The criminal justice system has increasingly imposed fees, costs, and charges as well as fines and restitution amounts, on people who are convicted, or sometimes merely accused, of crimes over the past decade. The result: a dramatic increase in debt among people with conviction records.
Such indebtedness exacerbates the challenges facing them by reducing family income, limiting access to housing, credit, transportation, and employment, exposing them to reincarceration for parole violations (not paying debt owed the court, etc.), and even increasing the likelihood of re-offending.
For many of these individuals it is not a willful decision not to pay, but rather a lack of income, assets, and resources to pay that keeps them in debt. As a result, an individual can become trapped in the complex web of the criminal justice system, debt, and poverty.

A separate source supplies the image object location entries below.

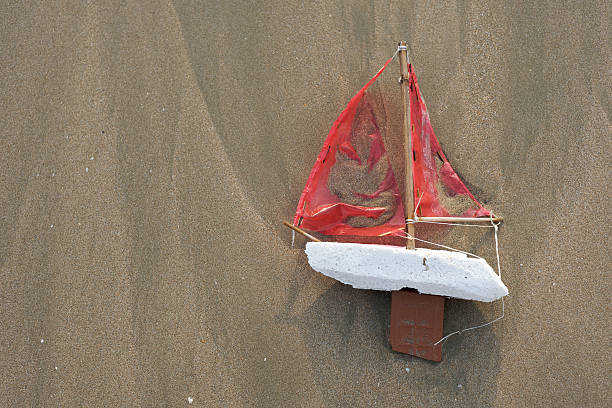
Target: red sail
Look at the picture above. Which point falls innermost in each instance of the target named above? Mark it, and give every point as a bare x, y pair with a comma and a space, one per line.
438, 190
352, 190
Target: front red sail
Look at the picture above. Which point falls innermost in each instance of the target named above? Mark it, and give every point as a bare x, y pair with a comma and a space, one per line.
352, 189
438, 191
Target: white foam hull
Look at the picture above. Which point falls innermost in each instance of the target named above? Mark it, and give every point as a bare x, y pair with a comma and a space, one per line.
386, 267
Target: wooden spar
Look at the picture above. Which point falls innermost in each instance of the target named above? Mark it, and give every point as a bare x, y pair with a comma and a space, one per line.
408, 307
409, 190
466, 220
301, 231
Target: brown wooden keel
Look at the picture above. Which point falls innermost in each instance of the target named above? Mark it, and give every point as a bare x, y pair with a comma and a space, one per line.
416, 324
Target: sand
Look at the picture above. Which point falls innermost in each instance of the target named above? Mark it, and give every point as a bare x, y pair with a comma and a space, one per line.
150, 150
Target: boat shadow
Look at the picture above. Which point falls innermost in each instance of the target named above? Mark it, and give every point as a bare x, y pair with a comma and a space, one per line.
346, 333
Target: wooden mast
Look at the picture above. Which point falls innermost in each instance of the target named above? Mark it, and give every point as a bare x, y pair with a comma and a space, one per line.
416, 320
409, 189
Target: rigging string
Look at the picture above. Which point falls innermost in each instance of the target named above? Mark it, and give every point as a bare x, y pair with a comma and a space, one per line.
496, 229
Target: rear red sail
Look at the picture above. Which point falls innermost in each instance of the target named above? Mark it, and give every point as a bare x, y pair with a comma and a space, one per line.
352, 189
438, 191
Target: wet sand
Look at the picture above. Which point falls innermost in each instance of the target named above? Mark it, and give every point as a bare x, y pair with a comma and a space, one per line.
149, 152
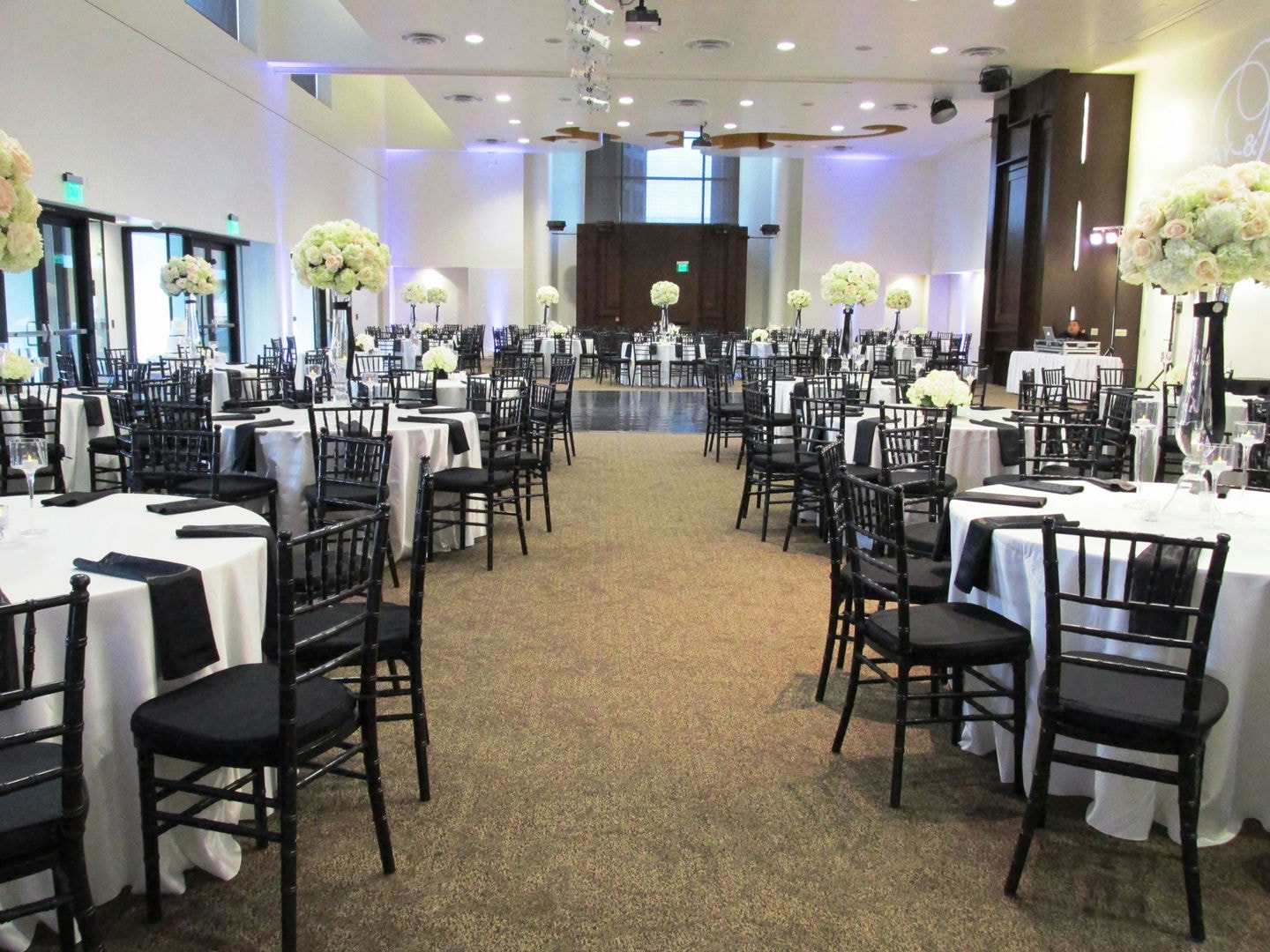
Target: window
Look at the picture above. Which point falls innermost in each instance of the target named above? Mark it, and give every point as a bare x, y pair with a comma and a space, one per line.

In this webinar, American Civil Liberties Union (ACLU) attorneys Carl Takei and Eric Balaban will discuss recent data on the level criminal debt and its impacts on individuals and society at large. Rebecca Vallas, an attorney with Community Legal Services, and Sharon Dietrich, Managing Attorney with Community Legal Services, will examine effective programs and policies for mitigating such impacts.